Schwangerschaft und Arbeit: Ihre Rechte im Überblick

Schwangerschaft und Beruf erfordern ein Gespräch, vor dem viele Frauen zurückschrecken. Es hilft, wenn man weiß, wo man steht.

Wann muss man es melden?

Spätestens drei Wochen vor Beginn deines Urlaubs. In der Praxis erzählen es die meisten Frauen früher, oft um die zwölfte Woche herum. Du bist nicht verpflichtet, es früher zu sagen, auch nicht bei einer Bewerbung – und ein Arbeitgeber darf nicht danach fragen.

Dein Urlaub

  • Mutterschaftsurlaub: beginnt zwischen sechs und vier Wochen vor dem voraussichtlichen Geburtstermin. Innerhalb dieser Spanne wählst du selbst, wann.
  • Geburtsurlaub: mindestens zehn Wochen nach der Geburt.
  • Zusammen mindestens sechzehn Wochen mit vollem Gehalt bis zum maximalen Tageslohn, bezahlt über das UWV.
  • Kommt dein Baby später als erwartet zur Welt, verschiebt sich dein Geburtsurlaub entsprechend – du verlierst diese Tage nicht.
  • Bei einem Krankenhausaufenthalt deines Babys kannst du den Urlaub verlängern (Inkubatorurlaub).
  • Die letzten Wochen des Geburtsurlaubs kannst du in Absprache mit deinem Arbeitgeber über dreißig Wochen verteilt nehmen.

Für deinen Partner

Dein Partner hat Anspruch auf eine Woche Geburtsurlaub mit vollem Gehalt, plus fünf Wochen zusätzlichen Geburtsurlaub im ersten Halbjahr zu siebzig Prozent des Gehalts über das UWV. Danach gilt auch für deinen Partner der Elternurlaub.
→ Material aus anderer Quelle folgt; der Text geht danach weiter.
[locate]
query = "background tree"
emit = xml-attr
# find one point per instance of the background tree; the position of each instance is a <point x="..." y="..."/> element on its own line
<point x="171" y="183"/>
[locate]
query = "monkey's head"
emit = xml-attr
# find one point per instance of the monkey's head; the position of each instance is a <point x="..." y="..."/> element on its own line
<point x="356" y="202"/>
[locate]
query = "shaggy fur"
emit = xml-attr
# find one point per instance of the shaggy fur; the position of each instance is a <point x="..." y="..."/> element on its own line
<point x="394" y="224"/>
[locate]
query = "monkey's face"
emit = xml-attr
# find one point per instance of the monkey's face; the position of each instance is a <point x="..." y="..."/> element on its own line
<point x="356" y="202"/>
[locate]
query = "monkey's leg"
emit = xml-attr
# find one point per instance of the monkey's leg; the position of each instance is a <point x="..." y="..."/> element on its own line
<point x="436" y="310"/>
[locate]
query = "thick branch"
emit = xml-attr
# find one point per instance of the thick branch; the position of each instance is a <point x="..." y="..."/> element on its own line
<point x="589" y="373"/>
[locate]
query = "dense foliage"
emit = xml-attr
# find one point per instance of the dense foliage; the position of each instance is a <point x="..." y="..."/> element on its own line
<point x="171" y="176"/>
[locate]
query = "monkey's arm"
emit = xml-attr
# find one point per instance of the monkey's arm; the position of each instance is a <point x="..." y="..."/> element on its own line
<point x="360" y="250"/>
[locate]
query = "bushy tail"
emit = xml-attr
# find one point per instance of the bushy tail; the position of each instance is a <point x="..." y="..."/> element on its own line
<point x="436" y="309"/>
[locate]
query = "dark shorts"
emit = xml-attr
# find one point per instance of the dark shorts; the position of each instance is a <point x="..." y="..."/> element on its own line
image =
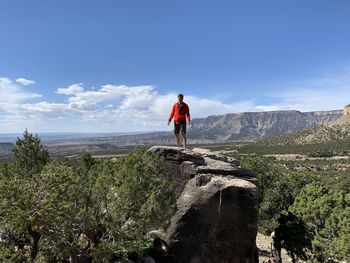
<point x="179" y="126"/>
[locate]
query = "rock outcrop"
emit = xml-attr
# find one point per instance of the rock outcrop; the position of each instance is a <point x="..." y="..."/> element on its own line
<point x="217" y="214"/>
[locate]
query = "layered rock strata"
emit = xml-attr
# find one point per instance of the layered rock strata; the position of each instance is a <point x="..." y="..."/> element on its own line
<point x="217" y="214"/>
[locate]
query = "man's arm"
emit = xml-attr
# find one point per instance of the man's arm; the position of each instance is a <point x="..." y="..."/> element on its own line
<point x="188" y="116"/>
<point x="171" y="114"/>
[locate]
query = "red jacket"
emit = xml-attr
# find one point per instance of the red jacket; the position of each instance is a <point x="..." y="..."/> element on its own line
<point x="180" y="116"/>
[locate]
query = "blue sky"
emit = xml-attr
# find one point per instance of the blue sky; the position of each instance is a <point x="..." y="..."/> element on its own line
<point x="109" y="66"/>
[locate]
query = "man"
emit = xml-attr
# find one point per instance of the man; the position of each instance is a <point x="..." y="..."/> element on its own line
<point x="181" y="113"/>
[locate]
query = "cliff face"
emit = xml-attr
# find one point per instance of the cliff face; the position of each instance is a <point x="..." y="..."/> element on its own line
<point x="217" y="216"/>
<point x="258" y="125"/>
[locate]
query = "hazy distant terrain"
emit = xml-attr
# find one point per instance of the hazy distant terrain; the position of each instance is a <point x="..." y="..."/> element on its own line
<point x="233" y="127"/>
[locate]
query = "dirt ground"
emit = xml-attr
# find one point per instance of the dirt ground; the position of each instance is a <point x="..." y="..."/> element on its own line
<point x="264" y="245"/>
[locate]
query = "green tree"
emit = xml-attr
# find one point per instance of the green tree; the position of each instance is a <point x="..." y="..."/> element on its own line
<point x="324" y="211"/>
<point x="29" y="154"/>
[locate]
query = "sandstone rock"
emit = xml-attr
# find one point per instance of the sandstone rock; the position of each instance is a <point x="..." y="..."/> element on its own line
<point x="217" y="214"/>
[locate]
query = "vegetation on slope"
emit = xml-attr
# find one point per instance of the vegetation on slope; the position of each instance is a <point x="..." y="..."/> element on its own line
<point x="51" y="211"/>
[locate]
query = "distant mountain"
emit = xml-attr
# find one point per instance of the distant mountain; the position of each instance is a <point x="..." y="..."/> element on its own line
<point x="258" y="125"/>
<point x="247" y="126"/>
<point x="338" y="130"/>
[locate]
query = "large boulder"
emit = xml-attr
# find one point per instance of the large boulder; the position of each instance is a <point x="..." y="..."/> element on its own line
<point x="217" y="214"/>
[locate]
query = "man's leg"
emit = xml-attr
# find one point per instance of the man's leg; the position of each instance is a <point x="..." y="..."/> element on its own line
<point x="184" y="139"/>
<point x="176" y="133"/>
<point x="177" y="139"/>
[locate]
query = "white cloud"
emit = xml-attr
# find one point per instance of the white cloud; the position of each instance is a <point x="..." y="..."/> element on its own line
<point x="12" y="93"/>
<point x="73" y="89"/>
<point x="140" y="108"/>
<point x="25" y="82"/>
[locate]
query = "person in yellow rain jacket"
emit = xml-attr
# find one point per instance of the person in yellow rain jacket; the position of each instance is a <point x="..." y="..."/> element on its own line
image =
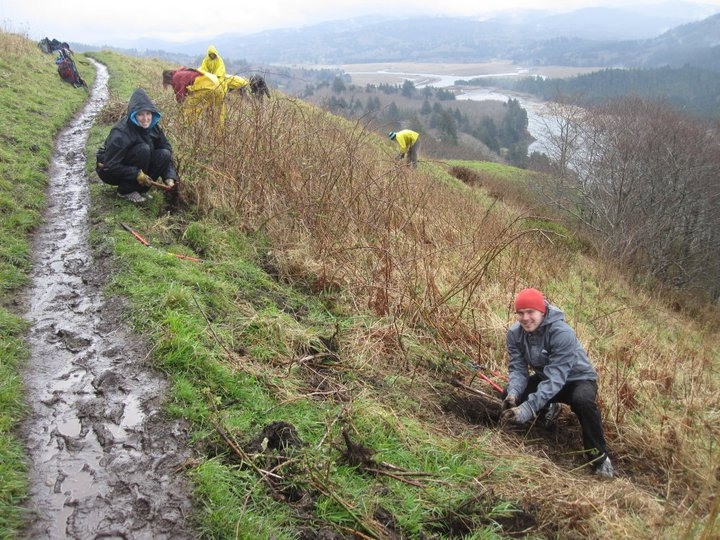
<point x="200" y="93"/>
<point x="409" y="144"/>
<point x="213" y="63"/>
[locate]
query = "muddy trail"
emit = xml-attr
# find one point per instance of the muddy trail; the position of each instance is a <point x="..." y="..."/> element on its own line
<point x="105" y="461"/>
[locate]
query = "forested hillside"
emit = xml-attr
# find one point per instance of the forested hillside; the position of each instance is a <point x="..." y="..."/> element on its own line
<point x="692" y="90"/>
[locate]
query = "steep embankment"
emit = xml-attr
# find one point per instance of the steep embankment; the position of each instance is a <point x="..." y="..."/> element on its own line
<point x="312" y="351"/>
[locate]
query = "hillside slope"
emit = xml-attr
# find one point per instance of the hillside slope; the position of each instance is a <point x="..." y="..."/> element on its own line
<point x="341" y="294"/>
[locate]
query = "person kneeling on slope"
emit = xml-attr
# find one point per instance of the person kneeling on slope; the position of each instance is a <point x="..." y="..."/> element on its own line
<point x="562" y="373"/>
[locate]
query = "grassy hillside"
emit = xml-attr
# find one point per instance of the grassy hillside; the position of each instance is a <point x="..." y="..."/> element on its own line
<point x="313" y="350"/>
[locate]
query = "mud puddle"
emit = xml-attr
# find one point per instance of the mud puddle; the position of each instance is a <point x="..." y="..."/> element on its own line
<point x="105" y="462"/>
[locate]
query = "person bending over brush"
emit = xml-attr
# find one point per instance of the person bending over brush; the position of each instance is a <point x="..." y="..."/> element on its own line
<point x="136" y="152"/>
<point x="409" y="144"/>
<point x="562" y="373"/>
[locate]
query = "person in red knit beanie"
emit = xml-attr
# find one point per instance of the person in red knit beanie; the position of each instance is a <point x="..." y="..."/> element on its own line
<point x="543" y="342"/>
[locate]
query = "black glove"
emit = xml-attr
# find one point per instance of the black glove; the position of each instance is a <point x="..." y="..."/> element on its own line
<point x="517" y="415"/>
<point x="143" y="179"/>
<point x="509" y="402"/>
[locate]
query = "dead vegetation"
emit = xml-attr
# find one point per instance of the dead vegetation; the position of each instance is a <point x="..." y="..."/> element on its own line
<point x="437" y="263"/>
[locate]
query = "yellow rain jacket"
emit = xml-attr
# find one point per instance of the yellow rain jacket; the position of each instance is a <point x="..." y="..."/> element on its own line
<point x="406" y="138"/>
<point x="234" y="82"/>
<point x="216" y="66"/>
<point x="205" y="98"/>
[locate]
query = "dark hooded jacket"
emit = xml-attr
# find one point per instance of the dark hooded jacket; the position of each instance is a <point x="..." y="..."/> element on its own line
<point x="126" y="133"/>
<point x="554" y="353"/>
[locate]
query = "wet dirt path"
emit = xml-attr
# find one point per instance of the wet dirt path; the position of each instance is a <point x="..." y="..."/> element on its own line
<point x="105" y="461"/>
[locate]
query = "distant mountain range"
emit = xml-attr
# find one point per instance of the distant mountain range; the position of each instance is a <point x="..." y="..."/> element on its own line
<point x="672" y="34"/>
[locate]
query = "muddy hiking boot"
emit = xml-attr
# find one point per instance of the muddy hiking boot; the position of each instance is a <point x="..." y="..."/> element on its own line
<point x="605" y="469"/>
<point x="549" y="414"/>
<point x="134" y="197"/>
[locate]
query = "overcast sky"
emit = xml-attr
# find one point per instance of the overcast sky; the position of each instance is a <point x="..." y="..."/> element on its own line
<point x="96" y="22"/>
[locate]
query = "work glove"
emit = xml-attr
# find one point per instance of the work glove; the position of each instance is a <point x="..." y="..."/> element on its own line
<point x="517" y="415"/>
<point x="509" y="402"/>
<point x="143" y="179"/>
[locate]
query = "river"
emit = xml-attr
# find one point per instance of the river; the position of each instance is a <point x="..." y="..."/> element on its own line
<point x="537" y="126"/>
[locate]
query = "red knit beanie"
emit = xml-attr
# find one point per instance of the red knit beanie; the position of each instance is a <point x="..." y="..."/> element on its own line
<point x="530" y="299"/>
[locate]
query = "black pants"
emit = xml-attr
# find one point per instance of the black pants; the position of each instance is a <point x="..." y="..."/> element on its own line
<point x="580" y="395"/>
<point x="155" y="163"/>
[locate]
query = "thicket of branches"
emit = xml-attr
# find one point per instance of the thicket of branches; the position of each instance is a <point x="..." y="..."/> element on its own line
<point x="644" y="179"/>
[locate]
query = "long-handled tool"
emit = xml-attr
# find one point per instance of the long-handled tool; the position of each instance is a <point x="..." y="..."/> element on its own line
<point x="479" y="372"/>
<point x="146" y="243"/>
<point x="160" y="185"/>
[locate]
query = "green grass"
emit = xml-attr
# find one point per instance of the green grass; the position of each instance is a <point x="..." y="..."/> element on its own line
<point x="34" y="105"/>
<point x="243" y="350"/>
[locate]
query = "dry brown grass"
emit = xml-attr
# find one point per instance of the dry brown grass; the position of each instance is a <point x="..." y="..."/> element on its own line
<point x="438" y="263"/>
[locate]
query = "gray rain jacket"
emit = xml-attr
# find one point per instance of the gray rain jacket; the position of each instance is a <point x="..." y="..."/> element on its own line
<point x="554" y="353"/>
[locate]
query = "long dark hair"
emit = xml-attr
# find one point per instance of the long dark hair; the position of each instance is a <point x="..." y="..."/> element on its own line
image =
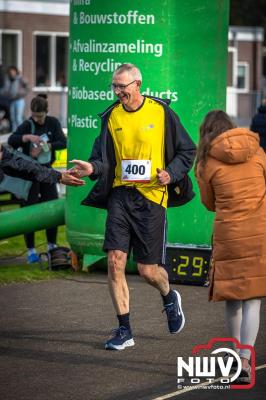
<point x="214" y="124"/>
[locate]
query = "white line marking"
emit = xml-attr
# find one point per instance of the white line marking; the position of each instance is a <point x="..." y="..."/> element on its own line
<point x="181" y="391"/>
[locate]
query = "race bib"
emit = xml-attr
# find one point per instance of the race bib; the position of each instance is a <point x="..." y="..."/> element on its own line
<point x="136" y="170"/>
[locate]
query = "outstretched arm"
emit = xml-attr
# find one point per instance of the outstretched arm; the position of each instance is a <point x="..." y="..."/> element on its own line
<point x="14" y="165"/>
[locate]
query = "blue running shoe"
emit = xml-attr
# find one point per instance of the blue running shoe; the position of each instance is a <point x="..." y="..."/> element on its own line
<point x="32" y="258"/>
<point x="122" y="338"/>
<point x="175" y="315"/>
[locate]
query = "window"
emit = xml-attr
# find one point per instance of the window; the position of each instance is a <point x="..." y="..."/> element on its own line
<point x="242" y="76"/>
<point x="10" y="48"/>
<point x="51" y="59"/>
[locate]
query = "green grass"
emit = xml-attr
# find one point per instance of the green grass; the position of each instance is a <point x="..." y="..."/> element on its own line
<point x="15" y="246"/>
<point x="13" y="253"/>
<point x="28" y="273"/>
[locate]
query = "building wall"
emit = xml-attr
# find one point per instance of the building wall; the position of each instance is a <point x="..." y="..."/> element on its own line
<point x="28" y="24"/>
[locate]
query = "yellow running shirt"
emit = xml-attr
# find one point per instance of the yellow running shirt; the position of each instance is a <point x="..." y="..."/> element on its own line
<point x="138" y="138"/>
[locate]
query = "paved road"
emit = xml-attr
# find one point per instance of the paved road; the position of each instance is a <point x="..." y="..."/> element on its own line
<point x="52" y="335"/>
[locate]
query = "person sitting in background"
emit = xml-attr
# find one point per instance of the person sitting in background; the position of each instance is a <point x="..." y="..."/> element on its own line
<point x="39" y="137"/>
<point x="15" y="90"/>
<point x="258" y="124"/>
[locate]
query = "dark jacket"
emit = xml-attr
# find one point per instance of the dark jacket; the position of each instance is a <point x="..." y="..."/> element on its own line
<point x="51" y="127"/>
<point x="14" y="165"/>
<point x="258" y="125"/>
<point x="179" y="157"/>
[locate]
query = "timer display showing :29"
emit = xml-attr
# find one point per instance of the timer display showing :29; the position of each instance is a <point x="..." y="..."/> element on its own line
<point x="198" y="263"/>
<point x="188" y="265"/>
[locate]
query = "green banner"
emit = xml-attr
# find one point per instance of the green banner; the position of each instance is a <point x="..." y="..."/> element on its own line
<point x="181" y="50"/>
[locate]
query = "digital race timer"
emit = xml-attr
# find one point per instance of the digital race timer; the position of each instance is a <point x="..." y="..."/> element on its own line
<point x="188" y="264"/>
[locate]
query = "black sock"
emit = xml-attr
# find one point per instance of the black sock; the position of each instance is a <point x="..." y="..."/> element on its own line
<point x="169" y="298"/>
<point x="124" y="320"/>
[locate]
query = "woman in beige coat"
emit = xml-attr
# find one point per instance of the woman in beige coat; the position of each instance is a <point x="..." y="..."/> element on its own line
<point x="231" y="170"/>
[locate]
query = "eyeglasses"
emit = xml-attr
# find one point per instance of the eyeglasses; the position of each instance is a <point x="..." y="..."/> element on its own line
<point x="115" y="86"/>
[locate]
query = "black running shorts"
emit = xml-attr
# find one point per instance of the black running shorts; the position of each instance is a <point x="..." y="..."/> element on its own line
<point x="134" y="222"/>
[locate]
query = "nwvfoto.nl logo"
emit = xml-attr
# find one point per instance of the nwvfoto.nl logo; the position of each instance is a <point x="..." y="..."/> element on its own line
<point x="213" y="366"/>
Während der Schwangerschaft am Arbeitsplatz

  • Du hast Anspruch auf zusätzliche Pausen – bis zu einem Achtel deiner Arbeitszeit – und auf einen geeigneten Ruheplatz.
  • Du musst keine Nachtdienste oder Überstunden leisten, wenn du das nicht möchtest.
  • Dein Arbeitsplatz muss sicher sein: keine gefährlichen Stoffe, kein schweres Heben, keine Vibrationen.
  • Du darfst während der Arbeitszeit zu Schwangerschaftskontrollen gehen, unter Beibehaltung des Lohns.
  • Schwangerschaftsbeschwerden fallen unter Krankheit. Dein Arbeitgeber darf nicht fragen, was du hast.
Du musst nicht beweisen, dass du noch hart arbeitest. Diese Rechte bestehen, damit du gesund ins Ziel kommst.

Was nicht erlaubt ist

Eine Kündigung wegen Schwangerschaft ist verboten. Ein befristeter Vertrag darf auch nicht wegen Schwangerschaft nicht verlängert werden – auch wenn das schwieriger zu beweisen ist. Auch eine niedrigere Position oder weniger Stunden nach dem Urlaub aufzwingen ist nicht erlaubt.

Läufst du dagegen an? Das College voor de Rechten van de Mens bearbeitet Beschwerden wegen Schwangerschaftsdiskriminierung kostenlos. Halte alles schriftlich fest.

Nach deinem Urlaub

Denke vorher über das Abpumpen nach (du hast das Recht dazu bis zu neun Monaten), über deine Arbeitszeiten und darüber, wer die Betreuung bringt und holt. Halte getroffene Vereinbarungen in einer E-Mail fest – das vermeidet Diskussionen im Nachhinein.